A sluggish computer can't keep up and slows down your day. On most devices, you can install additional RAM when your system has extra memory slots. Of course, you'll need to make sure the computer's motherboard, DIMM (dual inline memory module), and operating system and processor support the upgrade.

What Are Some Benefits of Upgrading to DDR2-SDRAM?

  • Faster: The prior technology of DDR-SDRAM has a faster transfer rate than SDRAM. By installing the upgraded DDR2-SDRAM component, you'll double the bus signal speed, thereby contributing to better performance.
  • Smaller: Each redesigned component takes up less space inside the computer so it's easier to view and maneuver around other parts.
  • Uses Less Power: The DDR2 uses 1.8 fewer volts than its DDR predecessor. When the subsequent DDR3 version was released in 2007, the voltage usage had decreased even further by 1.5 volts. 
  • Signal Integrity: Due to additive latency technology, read and write commands are not delayed which improves memory integrity.

How Do You Find Out If Your RAM Can Be Upgraded?

First, review the memory section of your model's specifications. You'll need to verify how much memory was installed at the factory and what type. The memory specifications should list the maximum amount of memory supported by the operating system. From that total, subtract your current memory to determine what additional amount and type of HP RAM you can add. Your model's specifications will determine the MHZ speed, the maximum number of GB and DIMMs, and the type of memory the motherboard supports. Likewise, you should keep in mind that upgrades are not backward compatible with older versions like DDR. That's because they differ in connectors, voltages, and signals.

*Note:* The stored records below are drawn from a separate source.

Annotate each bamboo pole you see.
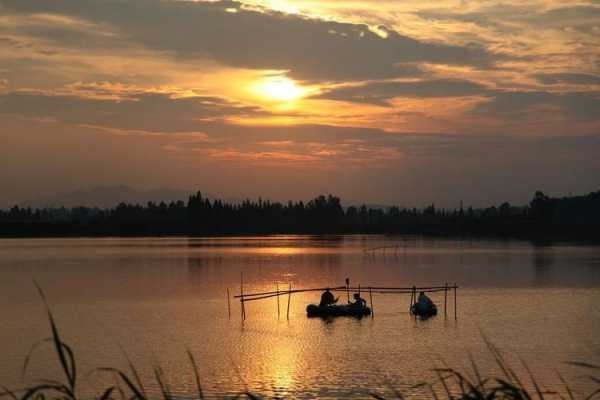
[369,287,375,318]
[233,286,454,300]
[240,272,246,321]
[227,288,231,319]
[444,282,448,317]
[454,282,458,321]
[275,282,279,319]
[346,278,350,303]
[287,282,292,321]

How Do You Install Additional RAM?

Once you've determined you can upgrade your computer to DDR2-SDRAM, it is recommended you work on a flat surface. After you've turned off the computer and unplugged cables, remove the protective case. Find existing memory modules attached to the motherboard. If you're adding memory rather than replacing a module, you should see empty slots. Next, you'll install the HP memory module by pushing it straight down on both ends. Clips lock into place when the module is installed correctly. Once you restart the computer, the operating system will verify the new component and make any configuration adjustments.